The Tech Soft 3D home office is in Bend, Oregon, a mecca for microbrewing. Bringing a custom batch of beer to the COFES Tech Soft 3D meeting has become an annual tradition.

By all account Tech Soft 3D is doing well. It has 350 customers who look to it for foundational 3D graphics technology they incorporate into their products. It is now the reseller for AutoCAD OEM technology from Autodesk and 3D PDF technology from Adobe. Plus it is the creator of HOOPS CAD interoperability technology, still popular 13 years after its debut. Revenue so far this year is 20% above what it was last year, and 2011 was a pretty good year for the private company which does not release financial statements.

But Tech Soft 3D CEO Ron Fritz says the company has a problem. As he explained today at the company’s annual customer meeting at COFES, “It is getting harder and harder to support our customers … there are so many platforms to support today; the matrix of development environments is complex, and growing.” But ever the imp, Fritz immediately adds, “When things get difficult they also get interesting.”
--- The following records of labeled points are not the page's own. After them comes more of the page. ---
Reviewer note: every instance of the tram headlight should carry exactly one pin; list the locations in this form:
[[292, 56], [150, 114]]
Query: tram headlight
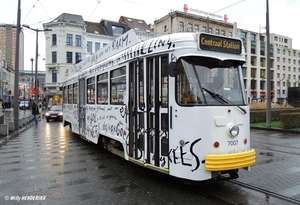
[[234, 130]]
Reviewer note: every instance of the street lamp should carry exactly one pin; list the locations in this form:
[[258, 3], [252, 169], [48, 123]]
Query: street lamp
[[280, 89], [36, 55], [31, 75]]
Today Tech Soft 3D is working hard to deliver cloud-based 3D technology their customers can use to build specialized apps. As one developer in the room commented, “Every new customer asks us if we have an iPad application.” Fritz and Tech Soft 3D co-founder Yanick Fluhmann shared screen shots and a short live demo of 3D PDF technology running as a cloud-based iPad app, using Microsoft Azure as the cloud platform. “We don’t have a clue what we are doing here,” deadpanned Fritz. “We need you to tell us what we need to give you.”
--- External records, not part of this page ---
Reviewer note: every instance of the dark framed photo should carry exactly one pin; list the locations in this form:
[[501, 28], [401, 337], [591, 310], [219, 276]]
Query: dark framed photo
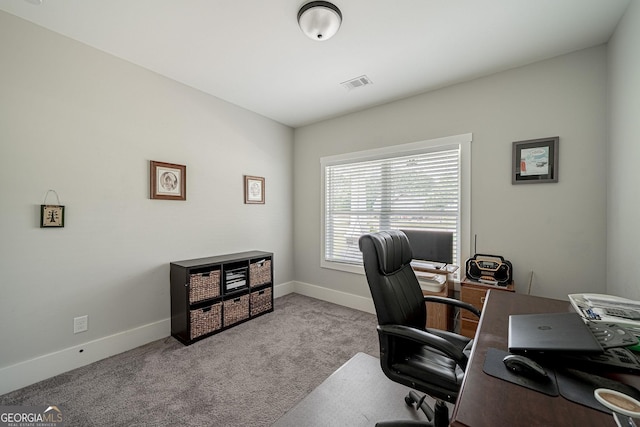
[[535, 161], [51, 216], [253, 189], [168, 181]]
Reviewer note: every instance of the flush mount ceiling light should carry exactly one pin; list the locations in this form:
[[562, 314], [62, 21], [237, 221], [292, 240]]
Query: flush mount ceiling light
[[319, 20]]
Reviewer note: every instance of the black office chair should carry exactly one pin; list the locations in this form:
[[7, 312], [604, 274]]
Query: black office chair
[[430, 360]]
“The twilight of the desktop phase is upon us,” said Fluhmann. Developers of sophisticated applications for manufacturing, construction and other technical applications need to tell Tech Soft 3D exactly what they need to build mobile apps. One developer there, who has the largest aerospace companies among its users, told of seeing printed images of 3D assemblies taped up everywhere surrounding the assembly of a passenger jet. “If ever there was a use case for a mobile app, there it is.”

“You are seeing this technology while the paint is still wet,” said Fritz, who saw the software in use for the first time only yesterday. “We are sure the result will be more than the sum of its parts, but we need you to tell us what some of those parts should be. … We want to help you unlock CAD data in new and interesting ways.”